Our findings add to a growing body of data that challenge the view that microtubule stabilization is crucial for axonal regeneration in the CNS81,82,83,84, and instead support the view that successful axonal regeneration involves shifting a predominantly stable microtubule array into a more dynamic one24. Indeed, peripheral axons have been shown to regenerate better when their microtubules are less acetylated and more tyrosinated51,85,86, and the same is likely to be true of centrally-projecting axons. We suspect that pharmacologic agents that stabilize microtubules may have provided limited success in augmenting axon regeneration in previous studies for reasons that did not tap into normal physiological mechanisms. For example, stabilization of microtubules in neurons prevents axonal retraction and hence the drugs may enable the axon’s tip to push through normally inhibitory environments. However, these effects do not reflect how axonal growth normally occurs, given that reduced microtubule dynamics contributes to the developmental decline of axon growth capacity49,87, and these drugs may introduce troubling side-effects in humans (e.g., neuropathy88). It may also be that these drugs stabilize microtubules in non-neuronal cells to diminish glial scar formation89 to indirectly improve axon regeneration.

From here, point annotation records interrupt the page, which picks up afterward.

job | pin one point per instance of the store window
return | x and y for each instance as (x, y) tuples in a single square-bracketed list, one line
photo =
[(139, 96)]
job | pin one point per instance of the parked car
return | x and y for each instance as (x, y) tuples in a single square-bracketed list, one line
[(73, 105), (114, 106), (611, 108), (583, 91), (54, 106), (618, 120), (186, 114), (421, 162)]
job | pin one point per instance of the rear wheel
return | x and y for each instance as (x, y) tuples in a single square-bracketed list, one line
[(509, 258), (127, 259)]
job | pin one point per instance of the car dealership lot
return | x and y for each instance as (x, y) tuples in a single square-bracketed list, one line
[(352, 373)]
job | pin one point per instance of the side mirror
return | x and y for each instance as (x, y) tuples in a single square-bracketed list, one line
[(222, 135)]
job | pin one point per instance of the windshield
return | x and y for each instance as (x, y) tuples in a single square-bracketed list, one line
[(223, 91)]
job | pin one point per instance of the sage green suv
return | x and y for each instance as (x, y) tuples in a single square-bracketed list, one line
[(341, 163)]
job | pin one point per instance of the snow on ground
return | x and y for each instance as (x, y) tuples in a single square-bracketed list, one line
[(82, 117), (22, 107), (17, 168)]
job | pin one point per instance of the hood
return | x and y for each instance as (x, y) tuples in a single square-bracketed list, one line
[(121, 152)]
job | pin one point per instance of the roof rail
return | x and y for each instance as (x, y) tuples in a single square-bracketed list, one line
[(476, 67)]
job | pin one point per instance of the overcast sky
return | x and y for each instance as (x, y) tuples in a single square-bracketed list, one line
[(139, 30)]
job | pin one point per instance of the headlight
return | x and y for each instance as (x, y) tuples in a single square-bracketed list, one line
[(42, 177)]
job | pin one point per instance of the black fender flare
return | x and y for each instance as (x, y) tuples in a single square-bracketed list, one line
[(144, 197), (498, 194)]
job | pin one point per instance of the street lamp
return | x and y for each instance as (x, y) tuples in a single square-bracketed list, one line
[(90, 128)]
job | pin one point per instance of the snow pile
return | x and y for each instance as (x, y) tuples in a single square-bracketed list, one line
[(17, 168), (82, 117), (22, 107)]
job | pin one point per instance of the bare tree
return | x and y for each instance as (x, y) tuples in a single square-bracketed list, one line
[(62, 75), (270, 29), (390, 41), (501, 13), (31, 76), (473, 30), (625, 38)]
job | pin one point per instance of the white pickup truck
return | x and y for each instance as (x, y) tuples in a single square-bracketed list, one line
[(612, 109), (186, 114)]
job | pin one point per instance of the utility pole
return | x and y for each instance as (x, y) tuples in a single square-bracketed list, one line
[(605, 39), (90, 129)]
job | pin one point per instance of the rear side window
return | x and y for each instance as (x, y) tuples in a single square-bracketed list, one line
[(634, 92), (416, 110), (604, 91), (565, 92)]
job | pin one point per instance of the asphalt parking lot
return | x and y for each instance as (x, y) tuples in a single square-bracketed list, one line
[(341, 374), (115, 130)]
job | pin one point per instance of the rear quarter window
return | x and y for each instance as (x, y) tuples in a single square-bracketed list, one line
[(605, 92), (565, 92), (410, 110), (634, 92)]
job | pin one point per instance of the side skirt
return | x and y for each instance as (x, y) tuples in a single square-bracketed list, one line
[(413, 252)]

The alterations in microtubules indicated by our studies may be a downstream component of pathways that promote axon regeneration, and neuronal activation may be upstream of those pathways. Our studies indicate that activated DRG neurons have more mTOR activation than controls (Fig. 10). mTOR is known to protect microtubules from microtubule stabilization90 and to regulate the interaction of microtubules with CLIP170, a protein that associates with the tips of dynamic microtubules91, so it may be via these effects that neuronal activation alters microtubules. Moreover, previous studies showed that stimulation promotes corticospinal tract axonal sprouting and synapse formation via upregulation of mTOR and Jak/Stat signaling92 and that inhibiting tubulin detyrosination to keep microtubules dynamic mimicked the axon growth-promoting effects of sustained GSK3 activity51,93. Collectively, these results support the view that various different pathways beneficial to nerve regeneration may converge on a common downstream effect, which is to shift the microtubule array of the axon, especially the distal axon, toward being less post-translationally modified and more dynamic.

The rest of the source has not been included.